Certainly, especially in those neighborhoods in Laayoune where population is predominantly Saharawi and there is a strong dissident movement. We speak of a meticulously planned campaign to tackle the root of the independentist movement. Unfortunately, all of this adds to the collective suffering of our people; every family has sequels, both physical and psychological. This is a very deep wound in the heart of every Sahrawi that will take time to heal.
The United Nations Mission for the Referendum in Western Sahara (MINURSO) does not seem to live up to its name. Do you consider their presence in the territory justified?
The MINURSO was established in 1991 with the mission of facilitating the holding of a referendum and to protect the Saharawi people, but it has not complied with any of the two goals. During the early years, people smiled when he saw their cars on our streets, but nowadays they are seen as vehicles of the Moroccan government. And there are repeated cases of corruption among the mission, which only increases distrust of the Saharawi people. The only upside is that their presence serves to remind Rabat and the rest of the world that Morocco is an occupying power and that the United Nations still does not recognize our country as an integral part of Morocco.
Have the Spanish and French states taken any responsibility as former colonial powers?

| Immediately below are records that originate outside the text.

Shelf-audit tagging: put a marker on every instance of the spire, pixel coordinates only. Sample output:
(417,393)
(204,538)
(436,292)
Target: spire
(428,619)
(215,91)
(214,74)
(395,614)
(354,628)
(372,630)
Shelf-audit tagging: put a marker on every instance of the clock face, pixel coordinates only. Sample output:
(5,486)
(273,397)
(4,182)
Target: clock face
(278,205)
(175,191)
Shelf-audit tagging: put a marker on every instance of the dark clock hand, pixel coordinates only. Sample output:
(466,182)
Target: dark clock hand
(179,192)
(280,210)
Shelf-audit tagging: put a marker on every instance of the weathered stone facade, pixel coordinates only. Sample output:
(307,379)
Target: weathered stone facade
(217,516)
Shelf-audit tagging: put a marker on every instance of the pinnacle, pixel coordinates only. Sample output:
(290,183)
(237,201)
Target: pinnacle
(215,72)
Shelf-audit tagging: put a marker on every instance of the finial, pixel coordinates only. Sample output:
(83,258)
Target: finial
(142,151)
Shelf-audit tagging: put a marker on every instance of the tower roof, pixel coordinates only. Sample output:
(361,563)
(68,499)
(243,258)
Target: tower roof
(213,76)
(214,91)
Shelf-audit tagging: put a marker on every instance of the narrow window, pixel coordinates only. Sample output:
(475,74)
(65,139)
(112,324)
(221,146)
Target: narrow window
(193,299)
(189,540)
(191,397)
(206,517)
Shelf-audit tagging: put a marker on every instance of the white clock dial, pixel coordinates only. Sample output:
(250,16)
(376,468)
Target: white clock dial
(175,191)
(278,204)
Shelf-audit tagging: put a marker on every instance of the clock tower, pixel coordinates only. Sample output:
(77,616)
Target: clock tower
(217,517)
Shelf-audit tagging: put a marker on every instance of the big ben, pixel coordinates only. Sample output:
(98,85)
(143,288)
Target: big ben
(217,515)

Not for the moment. In reality, both are among the most responsible for our situation. Spain withdrew before completing the process of decolonization, and apart from not having been involved in protecting the Saharawis, it also remains a faithful ally to Rabat. However, I must stress the tremendous gap between the Spanish people and their government. We continue to receive a lot of solidarity from citizens and I know they are angry with the position of their Government in our conflict.
France is the greatest obstacle, since it is a permanent member of the Security Council and plays a key role in exercising its right to veto or hinder any favorable decision by forcing alliances between the other members. However, I believe that the current government is more sensitized to human rights issues. I hope that both Paris and Madrid play their role in maintaining peace in the Maghreb, where the phenomenon of terrorism is growing inexorably. I would be wrong, but, for now, don’t see the will of any of the two parties.
What can unlock a conflict that has lasted for forty years?
The international community must put pressure on Morocco urgently and through all means at its disposal to force Rabat to respect human rights and ensure a decent life for the Saharawi people. We must also respect the right of self-determination of the Saharawi people for them to be master of his own destiny.
Between repression and recognition
Aminatu Haidar was born in 1966 in Tata, a Moroccan town on the northern border with Western Sahara, but mostly Saharawi. Nowadays she is the most recognized activist for the human rights of the Saharawi people, both in her own country and internationally. Among her many awards are the Robert F. Kennedy Human Rights Award, awarded in 2008, the Civil Courage Prize from the Train Foundation (2009), and the Dolores Ibarruri Award (2010). Haidar has also been nominated for the Sakharov Prize by the European Parliament and for the Nobel Peace Prize in 2008.
Her activist career dates back to 1987 when, at the age of 21, Haidar took part in a peaceful demonstration demanding a referendum on independence. That first public appearance would take her to prison for four years, where she was tortured along with other activists.